Terminal 3 cluster began at arrival gates, baggage claim hall: CAG
The Changi Airport Terminal 3 (T3) cluster began at the arrival gates and baggage claim hall, where airport staff worked in close proximity to arriving passengers, investigations by Changi Airport Group (CAG) have shown.
About half of the airport workers who tested positive for Covid-19 were found spread out at the arrival zone, suggesting that areas where staff and arriving passengers were in close contact were the sites of the "primary infection", said CAG chief executive Lee Seow Hiang at a press conference yesterday.
Those working in these areas then mingled with others working in the transit areas, departure gates and the Basement 2 foodcourt - "where the risk profile is no different than the rest of Singapore" - leading to secondary clusters of infection that eventually spread the coronavirus to more than 100 people.
Mr Lee noted that the other zones were "relatively clean".
He said nearly 97 per cent of the 2,000 workers in the central transit area have been swabbed, with zero cases aside from a specific cluster of staff who were found to have mingled with those in the arrival zone.
A total of 43 positive Covid-19 cases have been detected among airport staff to date. Of these, about half - 10 at arrival gates and 11 at the baggage claim hall - worked at the arrival zone in T3.
The secondary cluster that Mr Lee referred to - at the transit area immediately bordering the arrival zone - has six cases.
Farther from this boundary, a lone case has been detected at the departure immigration checkpoint at the transit area.
SPREADING SITE
Another secondary spreading site is the Basement 2 foodcourt, where 12 of the 21 T3 arrival zone cases visited. Since then, 10 non-transit staff who visited the foodcourt have tested positive.

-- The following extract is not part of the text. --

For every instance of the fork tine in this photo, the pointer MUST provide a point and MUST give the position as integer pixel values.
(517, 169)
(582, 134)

Last week, the Civil Aviation Authority of Singapore and CAG said the initial transmission that led to the T3 cluster could have occurred through an airport worker who was assisting a family from South Asia, who arrived here on April 29.
Asked by reporters how exactly this happened, Mr Lee said: "We have disclosed what we know from a CAG point of view, and I don't want to speculate on the other details that are ongoing in the investigations.
"We are taking a complete, comprehensive look, based on the World Health Organisation's and our own health authorities' understanding of the different modes of transmission.
"That is more or less the most important at the moment, over and above the micro-aspects of individuals."